MSFT showed rapid local recurrence and distant metastasis. Based on the new World Health Organization (WHO) classification of tumors of the CNS published in 2007 and WHO classification of tumors of soft tissue and bone published in 2013, necessary criterions suggestive of the malignant potential of SFTs include hypercellularity, more than 4 mitoses/10 HPFs, variable cytological atypia, tumor necrosis, and/or infilitrative margins, among which mitoses seem to be most prognostic [2, 19]. Some pathologists have suggested that the size of a SFT (bigger than 10cm) is one of the best indicators of malignancy . Currently, there are no criteria for determining malignancy with tumor size in cerebral SFTs. In addition, approximately 8 % of the cases demonstrated “atypical features” based upon brain or bone invasion, marked pleomorphism or high mitotic indices . However, Fargen et al. think it is important to note that above-mentioned atypical features in no way suggest an intermediate classification of SFT between benign and malignant and may merely reflect an increased malignant potential . Even the tumor with benign histopathologic change and intact capsule may develop recurrence, malignant transformation and delayed seeding of the CSF space. While our case showed important malignant evidence such as: obviously nuclear atypia, numerous mitoses, necrosis and infiltrative margins. These histological features were consistent with MSFT.
Most intracranial SFT seem to demonstrate a dural attachment and are usually mistaken for meningioma either radiologically and surgically. Intra-parenchymal non-dural-based SFTs are extremely rare in cranial compartment. As in the current case, first postoperation histopathology revealed a spindle cell tumor, tend to be anaplastic meningioma. Therefore, it is possible that the real frequency of CNS MSFT has been underestimated.
Clinical and imaging features of CNS SFTs are relatively nonspecific and resemble to both meningiomas and hemangiopericytomas, which makes preoperative diagnosis difficult.

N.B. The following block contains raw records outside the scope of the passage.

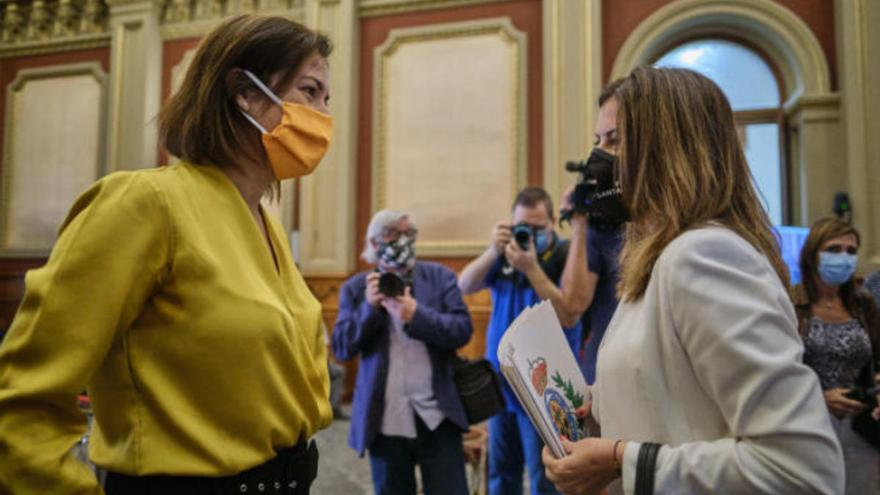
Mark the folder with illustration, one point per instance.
(538, 364)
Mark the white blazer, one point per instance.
(708, 363)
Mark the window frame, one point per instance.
(743, 118)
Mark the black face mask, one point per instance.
(605, 205)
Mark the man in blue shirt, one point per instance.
(604, 242)
(520, 273)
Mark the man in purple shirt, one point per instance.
(406, 409)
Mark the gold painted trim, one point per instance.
(55, 45)
(21, 79)
(377, 8)
(500, 26)
(775, 29)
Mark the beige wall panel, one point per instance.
(55, 150)
(451, 150)
(178, 72)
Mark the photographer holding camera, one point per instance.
(598, 195)
(405, 319)
(525, 263)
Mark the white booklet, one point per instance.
(536, 360)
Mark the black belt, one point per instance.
(291, 472)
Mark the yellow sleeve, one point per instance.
(113, 249)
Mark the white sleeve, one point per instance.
(737, 326)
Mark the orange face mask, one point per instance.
(299, 142)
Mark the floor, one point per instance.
(340, 470)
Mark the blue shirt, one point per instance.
(510, 295)
(603, 248)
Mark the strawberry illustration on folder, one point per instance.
(536, 360)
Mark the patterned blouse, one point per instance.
(837, 352)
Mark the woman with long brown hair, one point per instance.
(172, 296)
(841, 332)
(700, 387)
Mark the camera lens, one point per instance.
(522, 234)
(391, 284)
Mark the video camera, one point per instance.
(597, 193)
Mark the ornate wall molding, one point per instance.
(45, 26)
(572, 84)
(858, 49)
(774, 28)
(11, 166)
(195, 18)
(389, 117)
(376, 8)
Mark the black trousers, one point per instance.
(291, 472)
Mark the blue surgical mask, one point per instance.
(837, 268)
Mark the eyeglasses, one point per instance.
(841, 248)
(393, 233)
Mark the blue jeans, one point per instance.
(512, 440)
(438, 453)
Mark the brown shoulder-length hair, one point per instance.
(858, 304)
(681, 165)
(821, 232)
(201, 123)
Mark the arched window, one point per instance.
(753, 88)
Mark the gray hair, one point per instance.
(380, 220)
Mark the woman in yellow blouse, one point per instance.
(172, 296)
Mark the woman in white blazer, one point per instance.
(700, 387)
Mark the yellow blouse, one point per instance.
(161, 294)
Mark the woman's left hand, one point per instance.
(587, 469)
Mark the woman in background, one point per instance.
(700, 386)
(172, 295)
(841, 332)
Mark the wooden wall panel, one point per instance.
(525, 16)
(12, 270)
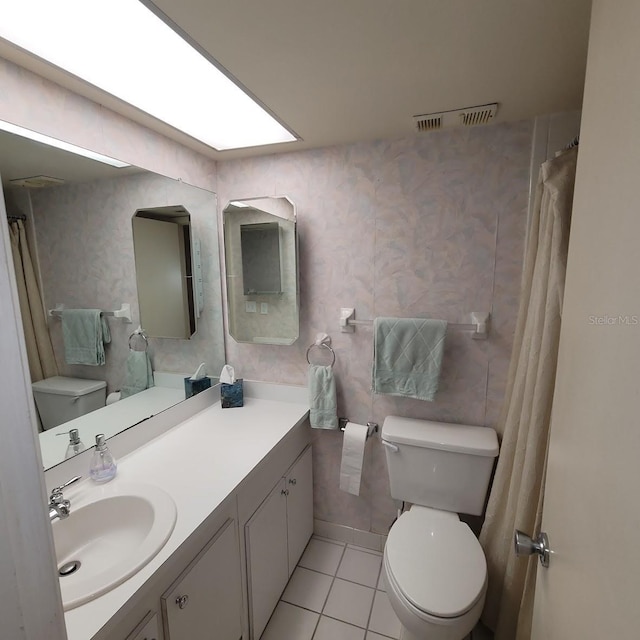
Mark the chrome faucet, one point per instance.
(59, 506)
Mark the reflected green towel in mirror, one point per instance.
(84, 332)
(323, 406)
(138, 374)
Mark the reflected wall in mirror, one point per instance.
(168, 272)
(261, 262)
(82, 247)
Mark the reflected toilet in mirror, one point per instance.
(261, 262)
(81, 244)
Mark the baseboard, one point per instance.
(342, 533)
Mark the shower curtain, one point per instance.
(42, 363)
(516, 496)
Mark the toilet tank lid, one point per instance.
(461, 438)
(62, 386)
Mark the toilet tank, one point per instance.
(60, 399)
(439, 465)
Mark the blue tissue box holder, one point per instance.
(192, 387)
(231, 395)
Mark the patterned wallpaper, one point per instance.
(417, 227)
(85, 249)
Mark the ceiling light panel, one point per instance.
(123, 48)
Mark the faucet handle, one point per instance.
(57, 491)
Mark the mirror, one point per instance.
(82, 247)
(168, 272)
(261, 262)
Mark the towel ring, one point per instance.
(324, 346)
(142, 335)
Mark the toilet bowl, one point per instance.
(434, 566)
(435, 575)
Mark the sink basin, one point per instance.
(108, 539)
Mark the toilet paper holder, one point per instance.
(372, 427)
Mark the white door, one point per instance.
(591, 589)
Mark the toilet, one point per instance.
(60, 399)
(434, 567)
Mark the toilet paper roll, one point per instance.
(113, 397)
(355, 437)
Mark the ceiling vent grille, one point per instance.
(478, 115)
(430, 122)
(37, 182)
(468, 117)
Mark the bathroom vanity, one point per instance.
(241, 481)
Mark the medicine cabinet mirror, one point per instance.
(261, 261)
(168, 272)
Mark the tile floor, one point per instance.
(335, 593)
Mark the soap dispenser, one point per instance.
(75, 444)
(103, 465)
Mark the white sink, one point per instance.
(112, 537)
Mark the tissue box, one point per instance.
(231, 395)
(191, 387)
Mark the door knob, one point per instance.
(525, 546)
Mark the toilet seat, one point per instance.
(426, 543)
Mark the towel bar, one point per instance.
(479, 323)
(123, 312)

Definite diagnosis mainly depends on careful examination of histological and immunohistochemical features. WHO classification for tumors of soft tissue treats hemangiopericytoma and SFT as a continuous spectrum of neoplasia, and many lesions that were called hemangiopericytomas prior to 1990 could now be called SFT [3, 15, 19]. Morphologically, SFT is generally characterized by alternating hypercellularity and hypocellularity with spindle cells intervening with irregular hyalinzed collagen bundles showing a pattern-less architecture and a focal hemangiopericytoma-like perivascular pattern riched in staghorn vasculature. However, our case showed mainly hypocellularity due to the nature of puncture tissue. Immunohistochemically, SFT are diffusely positive for CD34, while MSFT are weakened, patchy positive for CD34, which make it difficult to tell MSFT apart from meningiomas. CD34 is not specific for SFTs, as weak and usually patchy staining may be visualized in meningiomas, neurofibromas, and hemangiopericytomas. At this moment, combination of CD34 with CD99 and BCL-2 is necessary for differential diagnosis. Positivity for CD99 and bcl-2 is found in more than half of all cases of SFTs, and strongly stained with the Vimentin is also common. SFTs are usually negative for the S-100, GFAP, EMA, cytokeratin, or vascular antigens. Recent researches validate the diagnostic utility of a novel marker, nuclear expression of STAT6, in distinguishment of SFT from histologic mimics . Moreover, the identification of the NAB2-STAT6 fusion gene can provide important diagnostic information, even in formalin-fixed and paraffin-embedded tissue or when biopsy material is limited . In addition, compared with CD34, ALDH1 expression had a specificity and positive predictive value of 100 % for the diagnosis of SFT [22, 23].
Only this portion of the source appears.